GREENBELT – A local nature group continues to battle the city over its use of a 200-acre forest preserve for classes. City councilmembers say the group, Ancestral Knowledge, is trying to make money off of the forest while a member of the Greenbelt Forest Preserve Advisory Board supporting the organization said he thinks the city […]
GREENBELT – A local nature group continues to battle the city over its use of a 200-acre forest preserve for classes. City councilmembers say the group, Ancestral Knowledge, is trying to make money off of the forest while a member of the Greenbelt Forest Preserve Advisory Board supporting the organization said he thinks the city is in the wrong.
“The amount of money is a pittance,” said Willis Witter. “The city treats its trees like children and its children like logs heading to the sawmill.”
Ancestral Knowledge has been contending with city officials for two years over the issue of whether the group is commercializing the forest by charging for its skill classes. Since 2010, AK has been teaching home-schooled kids meeting at the Mowatt United Methodist Church various skills including tracking, building debris huts, making natural cordage, nature journaling and how to make wood-friction fires.
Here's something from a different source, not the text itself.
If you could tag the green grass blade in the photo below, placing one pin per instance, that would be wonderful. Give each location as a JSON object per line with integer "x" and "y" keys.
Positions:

The lessons usually include a hike in the woods.
“We are trying to get the kids outdoors to savor nature, help them have a relationship with nature, that is, something they value so that when they grow up, they will want to savor it,” said Jonathan Murray, co-founder of the organization.
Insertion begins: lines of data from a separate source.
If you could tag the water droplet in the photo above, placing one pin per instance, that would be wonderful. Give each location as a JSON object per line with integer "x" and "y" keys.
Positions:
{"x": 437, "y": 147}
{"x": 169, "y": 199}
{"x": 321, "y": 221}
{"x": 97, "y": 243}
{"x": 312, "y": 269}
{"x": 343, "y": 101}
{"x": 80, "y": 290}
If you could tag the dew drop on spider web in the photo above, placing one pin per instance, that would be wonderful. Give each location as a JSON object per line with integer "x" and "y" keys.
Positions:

At a Greenbelt City Council meeting earlier this month, Murray brought up his petition for the city to review its policy regarding access to the woods for nature classes which charge program fees. Mayor Emmett Jordan told Murray the city council tentatively plans to take up the issue at its June 16th meeting.
In Oct. 2012, city officials told the AK instructors its classes in the woods would no longer be allowed because of the fees after City Solicitor Robert Manzi ruled the forest preserve may not be used by groups whose activities are chiefly commercial. Additionally, even though AK is a nonprofit the city considers its classes a business, said City Councilman Rodney Roberts.
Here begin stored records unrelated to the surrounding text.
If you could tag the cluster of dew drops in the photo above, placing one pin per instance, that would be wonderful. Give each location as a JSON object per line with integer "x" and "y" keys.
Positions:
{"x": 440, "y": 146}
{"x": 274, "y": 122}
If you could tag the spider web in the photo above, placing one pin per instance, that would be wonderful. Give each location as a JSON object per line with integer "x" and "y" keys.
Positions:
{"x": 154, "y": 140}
“There is a prohibition of commercialization of the forest preserve. You can’t make money off the forest,” Roberts said. “I think that’s a good idea. If you have a commercialized forest eventually you won’t have forest. The forest preserve is for people to enjoy, not for some people to make money off of. If you put the environment up against money, money will usually win,” Roberts said.
AK’s fees are not cheap, Roberts said, and he remains concerned if AK is allowed to charge for its activities it will cause a trickle-down effect.
“Someone is making money,” Roberts said. “If you let AK in, you’ll have to let every other [commercial] group in.”
AK home-schoolers are taking their classes at the Whitemarsh Park in Bowie, where park officials allow AK to teach its skills courses as long as the organization does not collect fees in the woods themselves. Roberts, Witter and the Murray brothers noted the contentious debate during the past two years has been frustrating.
Murray, 38, his brother Joseph Murray 39, and six other nature enthusiasts co-founded Ancestral Knowledge. The orgranization conducts classes on forest ecology and woodland survival skills at five different locations in the Metro area every weekday, chiefly catering to home-schoolers, Joseph said. The students range in age from 7 to 15, and pay fees of $240 to $270 for the six-week sessions.